Meinen ersten Weinbrand trank ich mit zwölf. Ich erinnere mich an einen See, eine Minigolfanlage, eine sonnige Terrasse, Kaffeekännchen, Erdbeerkuchen mit Sahne. Es war Sonntag, ein Ausflug mit Oma und Opa, eigentlich schön, aber diesmal war etwas anders. Zum ersten Mal langweilte mich die Gemütlichkeit der alten Menschen mit ihren Spazierstöcken und Blousonjacken, zum ersten Mal wollte ich kein Pumuckl-Eis, ich wollte etwas anderes, ich wollte etwas Neues.
»Ich geh runter zum See«, sagte ich und ging natürlich nicht runter zum See, sondern rüber zum Kiosk. Ich hatte ein paar Münzen in der Hosentasche und große Lust auf ein kleines Abenteuer. Die Auswahl war enorm: Bier in sämtlichen Varianten, Weißwein, Rotwein, Sekt, ich konnte mich nicht entscheiden – bis ich an der Kasse, zwischen den Kaugummis und dem Topf mit den Losen, dieses Chantré-Fläschchen entdeckte: 0,1 Liter, 36 Prozent – genau richtig, dachte ich, handlich, unauffällig, nicht zu viel, nicht zu wenig.

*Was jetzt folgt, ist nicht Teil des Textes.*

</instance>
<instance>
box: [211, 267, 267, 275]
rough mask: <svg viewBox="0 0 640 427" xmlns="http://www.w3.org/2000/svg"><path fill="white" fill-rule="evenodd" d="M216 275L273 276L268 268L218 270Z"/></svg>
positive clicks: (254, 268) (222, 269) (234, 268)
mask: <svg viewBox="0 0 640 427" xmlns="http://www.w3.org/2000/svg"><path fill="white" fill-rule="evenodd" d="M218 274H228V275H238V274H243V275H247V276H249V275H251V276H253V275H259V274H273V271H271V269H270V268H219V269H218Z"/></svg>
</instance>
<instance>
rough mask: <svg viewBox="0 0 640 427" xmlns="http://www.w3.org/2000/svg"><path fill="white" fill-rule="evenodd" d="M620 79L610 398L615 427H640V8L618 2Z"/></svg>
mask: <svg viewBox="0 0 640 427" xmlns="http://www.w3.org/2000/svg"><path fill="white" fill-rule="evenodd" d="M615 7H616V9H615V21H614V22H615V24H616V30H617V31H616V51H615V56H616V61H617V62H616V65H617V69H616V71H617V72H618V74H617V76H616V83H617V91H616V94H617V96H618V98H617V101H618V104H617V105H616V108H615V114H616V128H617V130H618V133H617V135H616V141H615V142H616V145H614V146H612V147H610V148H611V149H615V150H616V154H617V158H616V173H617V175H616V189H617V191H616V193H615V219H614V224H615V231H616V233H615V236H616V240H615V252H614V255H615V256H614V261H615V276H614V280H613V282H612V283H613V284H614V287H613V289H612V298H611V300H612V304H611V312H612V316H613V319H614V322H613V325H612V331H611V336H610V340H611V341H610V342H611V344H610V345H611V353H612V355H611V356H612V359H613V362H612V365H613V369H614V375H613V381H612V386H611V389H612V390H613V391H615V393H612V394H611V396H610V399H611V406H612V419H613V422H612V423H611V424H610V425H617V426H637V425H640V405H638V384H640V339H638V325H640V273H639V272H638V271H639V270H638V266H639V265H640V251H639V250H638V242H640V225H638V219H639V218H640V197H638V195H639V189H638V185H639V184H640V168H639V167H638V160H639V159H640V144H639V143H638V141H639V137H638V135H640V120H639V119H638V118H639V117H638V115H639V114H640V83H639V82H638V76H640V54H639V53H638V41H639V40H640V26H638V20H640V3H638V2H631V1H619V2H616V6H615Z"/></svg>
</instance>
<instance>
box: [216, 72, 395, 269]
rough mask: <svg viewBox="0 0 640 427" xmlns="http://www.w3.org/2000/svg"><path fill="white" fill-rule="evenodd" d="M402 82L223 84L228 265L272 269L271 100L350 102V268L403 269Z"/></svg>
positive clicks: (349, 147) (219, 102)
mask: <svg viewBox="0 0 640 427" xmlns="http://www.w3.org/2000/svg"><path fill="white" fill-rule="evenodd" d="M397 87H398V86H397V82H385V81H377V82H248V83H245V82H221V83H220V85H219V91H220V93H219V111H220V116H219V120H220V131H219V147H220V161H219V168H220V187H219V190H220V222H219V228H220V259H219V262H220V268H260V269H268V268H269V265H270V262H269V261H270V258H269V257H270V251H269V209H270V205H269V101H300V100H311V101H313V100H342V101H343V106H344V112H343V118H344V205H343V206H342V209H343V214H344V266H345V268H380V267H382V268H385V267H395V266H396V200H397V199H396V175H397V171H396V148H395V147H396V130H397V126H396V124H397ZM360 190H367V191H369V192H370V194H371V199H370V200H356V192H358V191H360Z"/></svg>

»Ist für meinen Opa«, sagte ich, hockte mich auf eine Wippe, trank die Hälfte, würgte ein wenig, trank noch zwei, drei Schlucke und warf die Flasche ins Gebüsch. Ich wankte zurück, halb stolz, halb von Gewissensbissen geplagt, beim Minigolf landete ich hinter Oma und meiner kleinen Cousine auf Rang drei. In den Jahren danach habe ich oft darüber nachgedacht, warum ich mich damals für Chantré entschieden habe. Ich habe nur eine Erklärung: Ich muss ein Gefühl von Vertrautheit damit verbunden haben. Das Gefühl, dass mir nur dieses Fläschchen Chantré geben konnte, wonach ich mich sehnte. Zumindest suggerierte das in den Achtzigerjahren jeder zweite Werbespot: »Wenn einem also Gutes widerfährt, das ist schon einen Asbach Uralt wert.« Oder: »So riesig werden die Unterschiede nicht sein. – Riesig nicht, aber fein.« Oder: »Darauf einen Dujardin.«
In diesen Spots war alles bernsteinfarben, die Männer trugen Tweedsakkos, die Frauen Abendkleider, fast immer hockte jemand in einem dunkelgrünen Ohrensessel, im Hintergrund flackerte ein Kaminfeuer, die Menschen lächelten milde. Ich dachte damals nicht: Oh Gott, wie helmutkohlhaft, wie deutsch, wie eng. Ich dachte: Hey, so lässig kann das Leben sein, wenn man Weinbrand trinkt. Rückblickend wirkt es so, als würden wir heute eine aus den Fugen geratene Welt genauso verzweifelt mit Ayurveda-Massagen bekämpfen wie damals ihre lähmende Eintönigkeit mit Weinbrand.
In den Jahrzehnten danach hat Weinbrand in meinem Leben keine Rolle gespielt. Vor ein paar Jahren entdeckten ihn ein paar amerikanische Rapper für sich. Von 2015 bis 2018 war Hennessy die meistzitierte Marke in den Top 20 der Charts, gleich hinter Rolls-Royce und Ferrari. »Pass me the Courvoisier«, sang Busta Rhymes, Kanye West und Jay-Z brachten gleich eine ganze Flasche zur Grammy-Verleihung mit.
Und heute? Ich kenne Menschen, die Heumilch oder japanischen Whiskey trinken, aber Weinbrand? Ich habe überlegt, wem so ein Gläschen Weinbrand gut zu Gesicht stünde und bin bei Alexander Gauland gelandet. Ich meine das nicht polemisch. Es passt einfach: das Sakko, die dunkelgrüne Krawatte mit den gelben Hunden. Genau wie ein isotonischer Sportdrink zu Heiko Maas passt, passt ein Cognacschwenker zu Gauland. Ich habe übrigens nie wieder Weinbrand getrunken, bis heute nicht, und ich glaube, das bleibt auch noch ein Weilchen so.